南充浩 オフィシャルブログ | 繊維製造業、産地、アパレルメーカー、小売店など幅広く繊維産業全般とファッション情報を発信
このブログのおもしろいところは、ファッションやアパレル業界をビジネス視点で書いているところ。
繊維新聞の記者、販売員、コンサル...と、アパレル業界を渡り歩いて来た経験に基づき、アパレル業界の問題点を的確に書いていると思います。
このブログによく登場するのが、やれ「本物とは...」だとか「客は分かってない」みたいな、ファッションにこだわりがある人種。
その思想は理解できなくはない。
わたしも履きづらいのが承知でDr.Martensの厚底ブーツを履いたりとか、ストレッチがなく厚手でゴワゴワするようなジーンズを履いたりするような人間です。
しかし、そういうものが一般ウケするかと言われれば、そんな日は来るわけがない。
当たり前だけど、使いづらいし、動きにくいし...で、衣類としてはデメリットばかり。
逆にメリットといえば、昔からある歴史あるものを着ているという自己満足、それを持っているというステータス。
そういうメリットを享受するものを世の中でなんというかというと...趣味だとか、嗜好品と呼ばれます。
生活に密着するものとして衣食住というものがありますが、そういう服はそこから大きく逸脱しているのです。
世の中のファッションはどんどん変わっています。
トレンドもそうですが、どんどん着やすい服、動きやすい服、メンテナンス性が高い服、サイクルが早い服...という方向性が重視されつつあります。
それらと比べ、Levi'sの501やオイルドジャケットというのは明らかに時代に逆行しています。
そういうものが今後ヒットする可能性というのは、何もなければほぼないと考えていいと思います。
なにか、映画とかで有名タレントが着用した...とかでも、今後はなかなかヒットすることはないでしょう。
趣味趣向というのはどんどん多様化していっているのがその理由です。
そんな時代ですから、単純に機能性が高いとか、質が高いとか...そういう理由では服は売れない時代になっています。
ただ、ファッションだけ、服だけを意識していればよかった時代はもう過去のものになったのではないでしょうか。
これからのアパレル企業は、衣食住をトータルで考えなければならない時代になったんだと思います。
例えば、新品の濃紺ジーンズは色移りするという特徴があります。
当然、白い服と一緒に着れませんし、着るシーンを選びます。
のみならず、ソファーや家具にも気を遣わないといけません。
また、白い服というのは汚れやすい、汚れが目立ちやすいという問題があります。
油が飛び跳ねたり、着続けると汗汚れが目立ちます。
逆に、そういう一般的に常識と思われている課題や問題を解決できる服が誕生すれば、それは売れる可能性が高いと言えないでしょうか。
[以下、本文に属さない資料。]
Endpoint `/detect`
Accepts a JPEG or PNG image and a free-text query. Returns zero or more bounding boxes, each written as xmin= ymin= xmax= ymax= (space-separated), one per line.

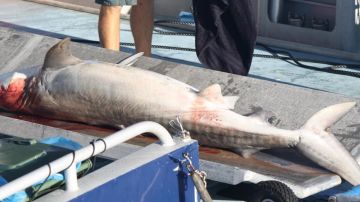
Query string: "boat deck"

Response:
xmin=0 ymin=0 xmax=360 ymax=201
xmin=0 ymin=0 xmax=360 ymax=98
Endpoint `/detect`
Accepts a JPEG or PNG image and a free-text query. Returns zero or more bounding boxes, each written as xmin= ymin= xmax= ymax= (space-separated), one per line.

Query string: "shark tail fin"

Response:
xmin=303 ymin=102 xmax=356 ymax=130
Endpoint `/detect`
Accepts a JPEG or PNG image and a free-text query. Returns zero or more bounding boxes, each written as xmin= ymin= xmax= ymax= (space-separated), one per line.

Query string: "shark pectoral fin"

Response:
xmin=199 ymin=84 xmax=239 ymax=109
xmin=231 ymin=148 xmax=260 ymax=158
xmin=42 ymin=38 xmax=82 ymax=70
xmin=303 ymin=102 xmax=356 ymax=130
xmin=118 ymin=52 xmax=144 ymax=66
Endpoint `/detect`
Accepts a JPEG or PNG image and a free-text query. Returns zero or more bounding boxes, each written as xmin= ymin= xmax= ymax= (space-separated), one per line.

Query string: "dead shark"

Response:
xmin=0 ymin=39 xmax=360 ymax=185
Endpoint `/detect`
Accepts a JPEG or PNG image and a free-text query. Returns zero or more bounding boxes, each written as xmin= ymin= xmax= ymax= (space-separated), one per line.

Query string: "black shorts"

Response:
xmin=193 ymin=0 xmax=257 ymax=75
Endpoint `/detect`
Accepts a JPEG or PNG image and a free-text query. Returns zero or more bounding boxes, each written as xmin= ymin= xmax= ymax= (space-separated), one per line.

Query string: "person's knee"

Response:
xmin=95 ymin=0 xmax=137 ymax=7
xmin=100 ymin=5 xmax=121 ymax=16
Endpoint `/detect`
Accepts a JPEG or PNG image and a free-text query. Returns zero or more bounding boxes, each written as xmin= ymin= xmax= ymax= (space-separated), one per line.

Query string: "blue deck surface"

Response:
xmin=0 ymin=0 xmax=360 ymax=98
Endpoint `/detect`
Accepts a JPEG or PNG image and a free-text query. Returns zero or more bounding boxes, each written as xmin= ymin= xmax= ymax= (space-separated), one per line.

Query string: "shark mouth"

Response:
xmin=0 ymin=72 xmax=27 ymax=109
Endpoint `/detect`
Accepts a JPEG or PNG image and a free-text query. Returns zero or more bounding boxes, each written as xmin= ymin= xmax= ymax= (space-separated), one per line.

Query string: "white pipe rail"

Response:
xmin=0 ymin=121 xmax=175 ymax=201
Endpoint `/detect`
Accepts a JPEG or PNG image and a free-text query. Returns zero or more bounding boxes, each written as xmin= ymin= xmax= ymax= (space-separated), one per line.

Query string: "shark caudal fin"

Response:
xmin=303 ymin=102 xmax=356 ymax=130
xmin=42 ymin=38 xmax=81 ymax=70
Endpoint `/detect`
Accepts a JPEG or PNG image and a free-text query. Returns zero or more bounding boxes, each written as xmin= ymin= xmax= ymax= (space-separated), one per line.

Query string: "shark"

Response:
xmin=0 ymin=39 xmax=360 ymax=185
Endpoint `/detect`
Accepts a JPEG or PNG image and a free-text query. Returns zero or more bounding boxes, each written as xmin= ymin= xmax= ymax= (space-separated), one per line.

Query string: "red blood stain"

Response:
xmin=0 ymin=78 xmax=25 ymax=110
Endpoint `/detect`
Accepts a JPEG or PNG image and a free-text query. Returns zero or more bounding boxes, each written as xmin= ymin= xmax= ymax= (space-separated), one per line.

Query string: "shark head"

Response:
xmin=0 ymin=72 xmax=27 ymax=110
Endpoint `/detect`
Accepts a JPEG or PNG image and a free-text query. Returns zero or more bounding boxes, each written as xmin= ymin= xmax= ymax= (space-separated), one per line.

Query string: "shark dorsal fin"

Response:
xmin=199 ymin=84 xmax=238 ymax=109
xmin=304 ymin=102 xmax=356 ymax=130
xmin=43 ymin=38 xmax=81 ymax=70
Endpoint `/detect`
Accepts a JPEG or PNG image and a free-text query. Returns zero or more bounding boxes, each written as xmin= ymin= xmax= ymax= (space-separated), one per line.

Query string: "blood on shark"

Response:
xmin=0 ymin=39 xmax=360 ymax=185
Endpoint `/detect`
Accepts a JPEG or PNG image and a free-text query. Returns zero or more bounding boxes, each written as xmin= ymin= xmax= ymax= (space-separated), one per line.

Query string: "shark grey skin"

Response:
xmin=0 ymin=39 xmax=360 ymax=185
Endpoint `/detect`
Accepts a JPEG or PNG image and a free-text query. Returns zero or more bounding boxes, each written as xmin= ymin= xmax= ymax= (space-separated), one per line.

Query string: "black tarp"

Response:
xmin=193 ymin=0 xmax=257 ymax=75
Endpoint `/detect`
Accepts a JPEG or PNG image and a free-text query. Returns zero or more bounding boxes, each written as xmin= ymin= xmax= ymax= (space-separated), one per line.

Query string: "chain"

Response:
xmin=183 ymin=153 xmax=207 ymax=188
xmin=169 ymin=116 xmax=191 ymax=140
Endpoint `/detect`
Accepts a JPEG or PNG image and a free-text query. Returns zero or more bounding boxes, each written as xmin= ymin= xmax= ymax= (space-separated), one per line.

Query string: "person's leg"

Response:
xmin=130 ymin=0 xmax=154 ymax=56
xmin=98 ymin=5 xmax=121 ymax=51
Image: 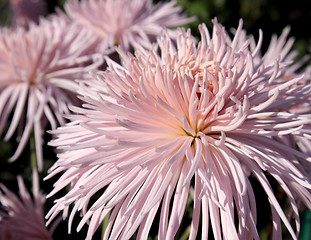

アパレル企業の今後の新商品は、そういった一般的に当たり前だと思われている服の特徴を解決したり、カバーする商品こそ考案していくべきだと思います。
そう考えますと、ただファッションだけでなく...衣食住トータルで考えたり、日常シーンで使った場合を想定して、解決すべき課題や問題を探すところに、ヒット商品のヒントがあるような気がしてなりません。
アパレル業界のみなさん、いかがでしょうか。
わたしは過去、某アメリカ企業のアパレルブランドで働いていました。
そこのブランドは40年以上の歴史ある企業で、従来のやり方に縛られたり、ブランド意識が高いことで、勝機を逃しているのではないか?と感じることが多々ありました。
それは販売している商品だったり、接客の仕方だったり、商品の管理方法だったり...いろんな面で見て取れました。
結果、そのブランドはどんどん凋落していっており、いずれ現在の地位から転落するだろうと見られている状況です。
時代に合わせて変わっていこうとしなかったり、課題点を見つめ直さなければああなるんだろう、というのがよく分かっているつもりです。
本物のファッション、というものを否定する気はありません。
ですが、それはニッチな分野であり、メジャーにはなり得ないのです。
もっと衣食住全体で見つめてみたり、日常シーンでの問題点に着目してみてはいかがでしょうか。
アパレル業界だけでなく、すべての業界において、そこにヒントがあるはずです。